VICENZA – Dramma del lavoro sotto il sole cocente nel Vicentino, dove due operai sono stati colti da un grave malore da calore mentre lavoravano all’interno di una buca in un cantiere stradale. Il fatto è avvenuto nella tarda mattinata del 1° luglio, in una giornata segnata da temperature torride che hanno sfiorato i 38 gradi.
I due operai stavano effettuando interventi di manutenzione fognaria in un’area urbana quando, all’improvviso, entrambi hanno iniziato ad accusare forti sintomi di spossatezza e difficoltà respiratorie. Poco dopo, uno dei due ha perso conoscenza. È stato proprio il collega, seppur in gravi condizioni, a dare l’allarme.

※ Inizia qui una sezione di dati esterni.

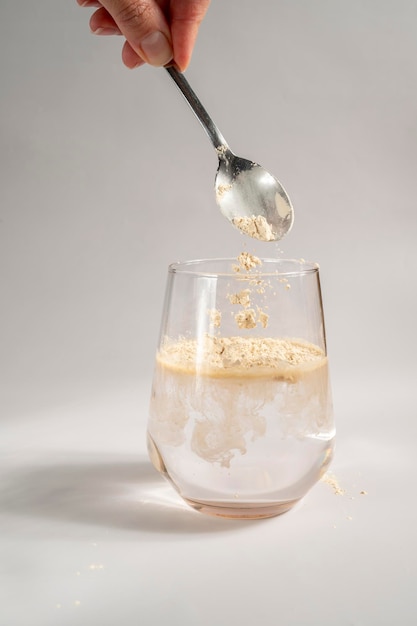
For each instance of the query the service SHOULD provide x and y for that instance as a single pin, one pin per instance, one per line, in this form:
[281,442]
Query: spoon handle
[204,118]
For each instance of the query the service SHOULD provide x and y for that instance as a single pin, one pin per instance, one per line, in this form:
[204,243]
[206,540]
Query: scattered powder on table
[332,481]
[255,226]
[243,298]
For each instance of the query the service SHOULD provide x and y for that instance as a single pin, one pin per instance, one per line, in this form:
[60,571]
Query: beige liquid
[241,423]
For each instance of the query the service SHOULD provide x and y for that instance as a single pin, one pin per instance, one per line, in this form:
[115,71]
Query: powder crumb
[242,298]
[246,318]
[255,226]
[263,318]
[221,190]
[247,261]
[215,317]
[334,484]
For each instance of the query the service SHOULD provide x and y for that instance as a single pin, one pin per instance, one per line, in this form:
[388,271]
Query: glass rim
[301,267]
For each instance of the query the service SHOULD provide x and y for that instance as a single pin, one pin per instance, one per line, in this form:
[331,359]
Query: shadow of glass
[112,493]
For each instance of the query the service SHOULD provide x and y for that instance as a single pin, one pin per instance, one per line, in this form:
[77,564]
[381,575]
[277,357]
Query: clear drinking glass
[241,418]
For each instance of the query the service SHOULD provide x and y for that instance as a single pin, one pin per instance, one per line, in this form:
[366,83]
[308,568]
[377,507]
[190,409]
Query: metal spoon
[248,196]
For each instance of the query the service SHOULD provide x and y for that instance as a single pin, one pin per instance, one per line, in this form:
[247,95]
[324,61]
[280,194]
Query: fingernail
[106,31]
[156,48]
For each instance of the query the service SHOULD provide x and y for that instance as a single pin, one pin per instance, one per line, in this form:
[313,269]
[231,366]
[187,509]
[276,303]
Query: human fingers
[143,24]
[186,17]
[89,3]
[102,23]
[130,58]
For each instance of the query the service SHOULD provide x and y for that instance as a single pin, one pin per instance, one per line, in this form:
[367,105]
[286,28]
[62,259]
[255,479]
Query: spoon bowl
[251,198]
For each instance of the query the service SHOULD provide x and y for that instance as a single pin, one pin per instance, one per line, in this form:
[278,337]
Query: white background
[106,177]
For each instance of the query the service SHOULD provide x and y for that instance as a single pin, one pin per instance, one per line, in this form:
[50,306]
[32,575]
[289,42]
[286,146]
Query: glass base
[241,510]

Sul posto sono intervenuti i sanitari del Suem 118, che hanno immediatamente prestato i soccorsi e attivato le manovre di rianimazione. I due lavoratori sono stati trasportati d’urgenza all’ospedale di Bassano del Grappa: uno è stato ricoverato in coma farmacologico, l’altro è sotto osservazione con una prognosi meno critica.
L’episodio ha riacceso i riflettori sulle condizioni di sicurezza nei cantieri, in particolare in giornate ad alto rischio climatico come quelle attuali. Le autorità sanitarie avevano già diramato nei giorni precedenti un’allerta per ondate di calore, invitando aziende e lavoratori a sospendere o ridurre l’attività nelle ore più calde.
Sull’accaduto sono state avviate indagini da parte dell’Ispettorato del Lavoro per accertare se le norme sulla sicurezza e i protocolli anti-calore fossero rispettati. Anche la Procura di Vicenza è stata informata e potrebbe aprire un fascicolo.
“È inaccettabile che si rischi la vita per il caldo – ha dichiarato il segretario provinciale della CGIL –. Chiediamo controlli immediati e una campagna straordinaria di prevenzione. Serve responsabilità da parte di tutti”.
Mentre si attendono aggiornamenti sulle condizioni dell’operaio più grave, la vicenda rappresenta l’ennesimo campanello d’allarme in un’estate già segnata da temperature record e rischi elevatissimi per chi lavora all’aperto.